To the Editor: Depression has a high prevalence in patients with Parkinson’s disease
1 (PD) and has been associated with alexithymia,
2 a clinical phenomenon related to an alteration in affect-regulation.
We investigated the relationships between symptoms of negative affect (depression and alexithymia) and other neuropsychiatric symptoms in newly-diagnosed, drug-naïve (de novo) PD patients. We enrolled 42 de novo patients who fulfilled research diagnostic criteria for idiopathic PD and 30 age-matched healthy controls (HC). Both groups underwent a neuropsychiatric assessment including the Toronto Alexithymia Scale 20-item (TAS-20), the Geriatric Depression Scale Short Form (GDS-15), the Barratt Impulsiveness Scale (BIS-11), the Maudsley Obsessive-Compulsive Questionnaire (MOCQ-R), and the Hamilton Rating Scale for Anxiety (Ham-A). Informed consent was obtained in compliance with research standards for human research for all participating institutions and in accordance with the Helsinki Declaration.
PD and HC groups did not differ in age, education, alexithymia, depression, impulsivity or anxiety (
Table 1), whereas PD patients reported higher scores, as compared with HC, on the MOCQ-R Total score (p=0.038). In both groups, alexithymia correlated significantly with depression (PD: ρ=0.412; p=0.007; HC: ρ=0.819; p <0.001), and impulsivity (PD: ρ=0.316; p=0.041; HC: ρ=0.452; p=0.027). In each group, stepwise regression analyses showed that alexithymia predicted depression (PD: F=14.696; p
<0.001; HC: F=44.926; p <0.001), and impulsivity (PD: F=5.063; p=0.029; HC: F=5.642; p
=0.027). Considering TAS-20 factors (F-1: Difficulty Identifying Feelings; F-2: Difficulty Describing Feelings; F-3: Difficulty Focusing on Inner Affective Experience), depression was predicted by F-1 in PD (F=18.718; p <0.01) and by F-2 in HC (F=38.47; p <0.01), and impulsivity was predicted only by F-1 in both groups (PD: F=4.812; p <0.05; HC: F=13.450; p=0.01).
In de novo PD patients, as in HC, alexithymia was associated with depression and impulsivity, but these neuropsychiatric features were not associated. In addition to the known association between alexithymia and depression
2 in both groups, impulsivity was predicted by alexithymia, and, considering TAS-20 factors, only by the TAS-20 F-1 factor.

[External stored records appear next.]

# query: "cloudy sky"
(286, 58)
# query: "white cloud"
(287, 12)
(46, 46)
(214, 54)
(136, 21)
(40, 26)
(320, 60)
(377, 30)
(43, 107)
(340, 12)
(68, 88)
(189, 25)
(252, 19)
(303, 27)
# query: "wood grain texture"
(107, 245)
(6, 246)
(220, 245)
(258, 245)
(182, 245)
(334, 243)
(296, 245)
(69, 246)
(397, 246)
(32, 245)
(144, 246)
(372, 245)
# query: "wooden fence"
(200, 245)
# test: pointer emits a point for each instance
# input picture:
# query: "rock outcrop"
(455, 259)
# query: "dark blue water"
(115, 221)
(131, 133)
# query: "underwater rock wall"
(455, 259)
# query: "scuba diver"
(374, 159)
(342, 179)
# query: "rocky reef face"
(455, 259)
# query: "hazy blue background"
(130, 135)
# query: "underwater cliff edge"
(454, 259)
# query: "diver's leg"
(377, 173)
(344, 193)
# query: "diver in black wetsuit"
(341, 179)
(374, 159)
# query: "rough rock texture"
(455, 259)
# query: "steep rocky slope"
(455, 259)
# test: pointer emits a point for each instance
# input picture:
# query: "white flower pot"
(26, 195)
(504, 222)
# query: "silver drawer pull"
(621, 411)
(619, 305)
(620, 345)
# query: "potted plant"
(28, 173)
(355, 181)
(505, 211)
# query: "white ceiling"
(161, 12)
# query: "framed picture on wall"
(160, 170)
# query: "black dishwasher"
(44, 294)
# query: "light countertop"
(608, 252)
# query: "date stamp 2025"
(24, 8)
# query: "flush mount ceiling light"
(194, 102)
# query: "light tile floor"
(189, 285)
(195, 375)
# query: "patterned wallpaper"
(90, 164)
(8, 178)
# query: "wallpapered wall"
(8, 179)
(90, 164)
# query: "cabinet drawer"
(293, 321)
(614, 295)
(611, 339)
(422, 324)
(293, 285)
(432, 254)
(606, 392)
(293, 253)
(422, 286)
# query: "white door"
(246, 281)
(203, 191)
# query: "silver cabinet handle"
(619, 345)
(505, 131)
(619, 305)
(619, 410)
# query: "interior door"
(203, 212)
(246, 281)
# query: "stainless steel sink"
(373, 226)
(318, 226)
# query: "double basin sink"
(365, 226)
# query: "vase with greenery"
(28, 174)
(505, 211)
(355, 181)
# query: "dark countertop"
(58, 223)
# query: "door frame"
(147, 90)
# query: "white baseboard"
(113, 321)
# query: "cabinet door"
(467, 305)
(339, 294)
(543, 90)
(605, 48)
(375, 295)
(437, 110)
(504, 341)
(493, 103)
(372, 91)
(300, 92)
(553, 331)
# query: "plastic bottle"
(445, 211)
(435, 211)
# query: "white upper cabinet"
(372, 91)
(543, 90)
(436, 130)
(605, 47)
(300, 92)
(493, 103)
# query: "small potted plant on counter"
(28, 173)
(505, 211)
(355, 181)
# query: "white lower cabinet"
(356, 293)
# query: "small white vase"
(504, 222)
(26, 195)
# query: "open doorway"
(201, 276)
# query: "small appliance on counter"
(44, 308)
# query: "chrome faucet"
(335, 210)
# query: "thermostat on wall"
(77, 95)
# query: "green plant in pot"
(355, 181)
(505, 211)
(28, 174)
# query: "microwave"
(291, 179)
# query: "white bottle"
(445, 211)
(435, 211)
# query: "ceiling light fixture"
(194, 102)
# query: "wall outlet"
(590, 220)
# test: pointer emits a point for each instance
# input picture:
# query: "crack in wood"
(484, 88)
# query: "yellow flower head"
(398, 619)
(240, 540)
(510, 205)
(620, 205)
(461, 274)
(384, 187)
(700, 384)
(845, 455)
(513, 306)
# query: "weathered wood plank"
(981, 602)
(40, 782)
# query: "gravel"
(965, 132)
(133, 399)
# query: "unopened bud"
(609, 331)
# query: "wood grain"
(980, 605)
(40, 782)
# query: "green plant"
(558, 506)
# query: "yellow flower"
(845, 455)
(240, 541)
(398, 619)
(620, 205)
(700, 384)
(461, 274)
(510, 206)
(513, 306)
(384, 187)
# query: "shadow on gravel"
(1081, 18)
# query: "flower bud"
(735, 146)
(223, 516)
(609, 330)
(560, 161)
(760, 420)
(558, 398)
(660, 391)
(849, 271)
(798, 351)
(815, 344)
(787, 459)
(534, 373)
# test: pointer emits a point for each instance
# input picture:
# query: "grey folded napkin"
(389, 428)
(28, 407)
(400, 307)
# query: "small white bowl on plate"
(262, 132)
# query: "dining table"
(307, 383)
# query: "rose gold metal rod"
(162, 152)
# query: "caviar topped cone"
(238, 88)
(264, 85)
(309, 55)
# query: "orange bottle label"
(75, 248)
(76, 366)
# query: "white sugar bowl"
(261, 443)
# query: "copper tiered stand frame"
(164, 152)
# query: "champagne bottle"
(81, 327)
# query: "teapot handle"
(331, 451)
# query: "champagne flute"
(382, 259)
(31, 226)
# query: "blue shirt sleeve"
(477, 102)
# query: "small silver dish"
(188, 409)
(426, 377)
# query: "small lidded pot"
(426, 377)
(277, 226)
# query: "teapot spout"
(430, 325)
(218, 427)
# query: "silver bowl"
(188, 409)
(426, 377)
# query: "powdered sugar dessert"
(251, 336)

This finding is partially at variance with findings reported in a study with healthy subjects,
3 in which impulsivity was not found to be associated with the TAS-20 total score, in contrast with our study, but only with the TAS-20 F-1 factor, as we found for PD and HC. Therefore, alexithymic difficulty in identifying one's own feelings could factor into situations where there is rapid respond to cues for potential reward without much planning or deliberation and without consideration of potential punishment or loss of reward, as defines impulsivity.
4 Considering that dopamine agonists adopted to treat PD motor symptoms may increase impulsivity and the risk of developing impulse-control disorders,
5 the clinical implication of this finding is that the presence of alexithymic features, especially the difficulty in identifying one's own feelings, could represent a risk factor for the development of impulse-control disorders when patients are treated with dopamine agonists. This hypothesis, which deserves further empirical investigation, highlights the importance of assessing multiple mental health domains, including alexithymia, in de novo PD patients, in order to prevent and/or better manage possible neuropsychiatric side effects of dopaminergic drugs.
Acknowledgments
Conflict of interest relative to the research covered in this manuscript: none.